I got out of the subway like I did any day and went up to the 22nd floor of the building I worked in like I always do. On a TV was a picture of the buildings with billowing smoke. Back then, there was no instant messaging per se or text or really any smart phones, I was on email with a friend who did not have a TV and we wrote messages back and forth.

“I think there was a plane in DC.”

“Are we going to travel this week?”

“What is going on?”

“The south tower just fell.”

9:59 AM and the building crumbled on itself. I didn’t have to see the people jumping from buildings or the dust covered people running in the street, but the horror was there. And yet, there was a sense of calm in a crisis as well.

We evacuated the building, went to a lower building we had in the city. There was an auditorium and in a flash of inspiration, I started to play the movies we had there for the English as a second language learners, to calm people down. We didn’t know how long we were going to be there so we ran out to the stores and restaurants outside and bought up food and drink.

I was arranging cans on a table and in my OCD, I put all the cans facing forward.

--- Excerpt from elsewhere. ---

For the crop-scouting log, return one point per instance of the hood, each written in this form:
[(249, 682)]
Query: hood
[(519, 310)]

The CEO who didn’t talk to me much at the time said “I heard you were talented, but I didn’t know that was your talent.” In retrospect, he was lightly mocking me, but gallows humor was all we could afford at the time.

We were let go at the end of the day and in a hindsight that seems ludicrous today, I was allowed to ride the subway back under Chambers street and back to Brooklyn. The train did not stop there, but I saw a dust filled chaos in the station.

I didn’t walk the Brooklyn bridge with everyone else, I didn’t help people on the street, in the almost sterile environment of a subway car, I want back to Brooklyn and stayed there for the next two weeks without anything but the Simpsons DVD to keep me company. I didn’t go back to ground zero, and the areas around it, Chinatown, Soho, and the Wall Street Seaport area for almost a year after.

Note: When The World Trade Center towers fell they took down the cable television, the cell phone towers and much of what we take for granted in what we use to communicate. Only pagers worked that day and that technology is not used today.

I was supposed to travel that week, and I kept saying to my friend and colleague, I am going, no matter what I am going. He kept saying, there is no way I am going to go. I said, there is no safer time than now (after the planes hit), he said you will have to fire me. We all have very different reactions to things like this and each time is different. I don’t know what I would do now, but on that day, I just put one foot in front of the other and kept moving to keep out of people’s way.